The simple design of the container will mean that the needs for process control will be minimal. Mixing of the algal biomass will be ensured by tidal and wave movement in combination with CC^/NC water introduction and release into the container. The harvesting and supply of nutrients through the second tube can be computer controlled with parameter settings depending on the type of algae and their needs.

The size (length and width) is flexible and will depend on production needs and location on the coast. Typically, a single floating algae container system will be 50 meters long and 10 meters wide. Several individual floating containers can then be linked together to form a floating production farm of containers.
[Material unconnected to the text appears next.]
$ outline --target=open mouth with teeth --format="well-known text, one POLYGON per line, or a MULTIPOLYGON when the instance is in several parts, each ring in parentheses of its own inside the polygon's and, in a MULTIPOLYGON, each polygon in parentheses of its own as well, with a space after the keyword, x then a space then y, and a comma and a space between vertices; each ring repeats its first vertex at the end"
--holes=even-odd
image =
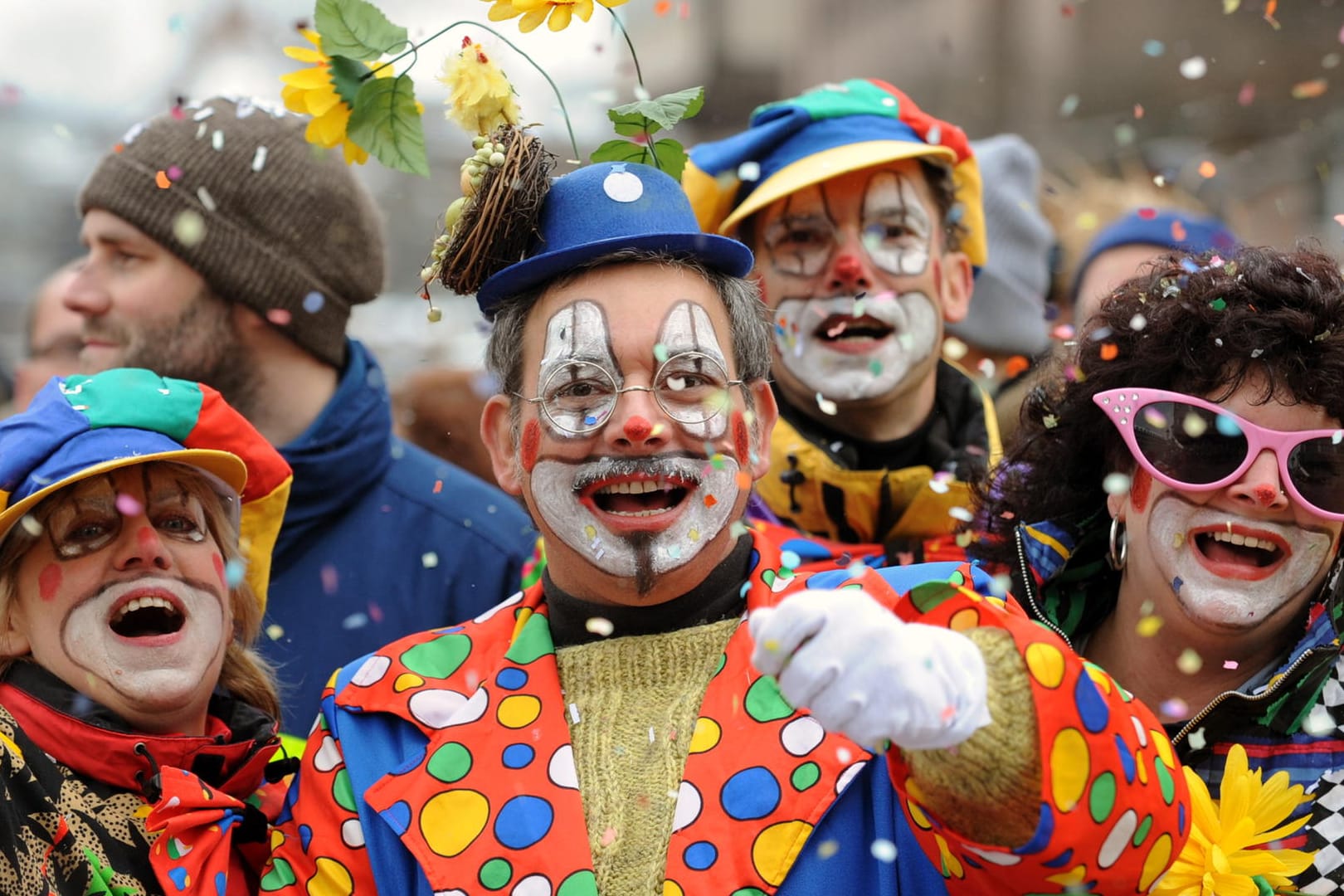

The capital and operating costs will be significantly lower compared to land-based open ponds (water channels) or photobioreactors (PBR), This is due to the use of cheap materials in all phases of the production of the liquid container and the reduced need from oxygen removal, pH control, cooling, cleaning etc. during operation.

Claims (11)

1. Apparatus for growing algae, characterized in that the apparatus comprises at least two elongated, parallel arranged floating elements, a flexible bottom membrane and two end pieces connected to the respective ends of the floating elements and the bottom membrane, thereby forming an elongated container, a first tube with openings for the supply of C02 gas arranged inside said container parallel to the floating elements and a second pipe which has one or more inlets/outlets for supplying water and nutrients or for harvesting algae, where the second pipe is arranged inside the container parallel to the floating elements. 2. Apparatus for growing algae according to claim 1, characterized in that the apparatus further comprises one or more rigid, stabilizing elements connected to the floating elements. 3. Apparatus for growing algae according to claim 2, characterized in that the apparatus further comprises one or more additional floating elements connected to the stabilizing element(s). 4. Apparatus for growing algae according to claim 3, characterized in that the said one or more floating elements are also connected to the first and second pipes. 5. Apparatus for growing algae according to claim 1, characterized in that the first pipe further comprises one or more branches for supplying the gas. 6. Apparatus for growing algae according to claim 1 or 5, characterized in that the first pipe is further used to supply NOx gas. 7. Apparatus for growing algae according to claim 1, characterized in that the second pipe further comprises one or more valves for controlled opening and closing of the inlets/outlets. 8. Apparatus for growing algae according to claim 1, characterized in that the apparatus further comprises at least one reversible retractable cover membrane for controlled covering of the top of the container. 9. Apparatus for growing algae according to claim 8, characterized in that the apparatus further comprises devices for extracting and retracting the covering membrane. 10. Apparatus for cultivating algae according to any one of the preceding claims, characterized in that the apparatus is connected to one or more additional apparatuses for cultivating algae to form a cluster of cultivation containers. 11. Use of an apparatus according to any one of claims 1-10 for growing algae in, or near, their natural habitat.